Hooray. But wait, don't you want to keep things as they are? Rotting, vacant buildings? Hey, let's add signs that say "No new kids allowed. And keep out you families with enough income to maybe keep our town businesses alive. Just give us the folks waiting at the bus stop who need a can of soda and slice of pizza and families approaching retirement." Then in 10 years the bulldozers can just come level the place. Change is good. What we have right now isn't working and it hasn't been working for a while. We can't even blame the downturn in the economy. Many people drive through but few people stop. Metuchen used to be a destination town and we've lost that. It's not just the new neighbors who want change.

Ummm, yes, there is a small grocery story planned for Franklin Square.

How many more freakin food stores do we need around here? A&P, ShopRite, Wegmans, WalMart, Target.....the list goes on. Nobody I know in town is having problems getting food.

Yeah, supermarket is the answer, you must be joking. Huge tractor trailor clogging the roads with food deliveries, thats what we need.

And what is your beef with Franklin Square? Nice development, good tax revenues to the town, NICE PEOPLE.

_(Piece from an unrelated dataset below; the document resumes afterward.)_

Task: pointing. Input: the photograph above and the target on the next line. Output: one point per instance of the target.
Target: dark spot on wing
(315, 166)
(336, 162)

No food store is planned. This is too dense for Metuchen. This project is developer driven and also driven by the residenst of Franklin Square. Newcommers to Metuchen who want everything their way. There are other area of Metuchen than Franklin Square. No children, look closer at Franklin Square, many children, and a new playground. There will be children at the District as well, don't be fooled. Granted this section of town is horrible and needs to be fixed up, a supermarket is the answer. Most Metuchenites desire a supermarket. The politicians don't want a supermarket.

they changed the start date to fall 2009 depending on market conditions-whatever that means

"nothing in Metuchen is within 10 mins. during most of the day"

That's why pedestrian friendly projects like this are so important. If we put in an A&P or Shop-Rite, like some residents wanted the traffic would just get worse.

Didn't say this project was like NYC, I was responding to the person who posted that high density is the wave of the future.

Oh, and nothing in Metuchen is within 10 mins. during most of the day.

I'd much rather higher density than more McMansions. Plus here the developer has created a very pedestrian friendly plan. What's the other option there? A food store? You've got about ten within ten minutes and we wouldn't even get something good like Wegmans so why bother.

They came with a good plan and they need the housing to make it work financially.

This project is like NYC? What the heck are you smoking? I could use a hit of that.

Start worrying when they start talking about high rise "luxury condos" that's when you're really in trouble.

Personally, I like the idea of having a pedestrian mall within a short walking distance from my home.

Why do some people seem to want to turn Metuchen into NYC? If you want to live there, move there. Why do they feel the need to turn everything into high density?

The last word was that they'd be breaking ground this Spring. So far there has been nothing specific to suggest this won't be the case. So here's hoping...

I'm new in town, is this actually happening? I'm with Tyreen, I would love to pull out my granny cart to go shopping.

Seems to me the biggest problem with Metuchen is the negativity. The project has been in the works for years. It might thrive, might fail, but something needs to be done with the site and high-density development is the way of the future. To me, this project will set us apart from Edison, North Brunswick, Hillsborough and other towns that necessitate cars. Rutgers' Blaustein School of Planning did a study a few years back saying that this amount and type of housing will bring a total of 19 school children. People in these condos will want a house when they've got kids. If you're lucky, Negative Nelly, maybe they'll buy yours when you're done with it.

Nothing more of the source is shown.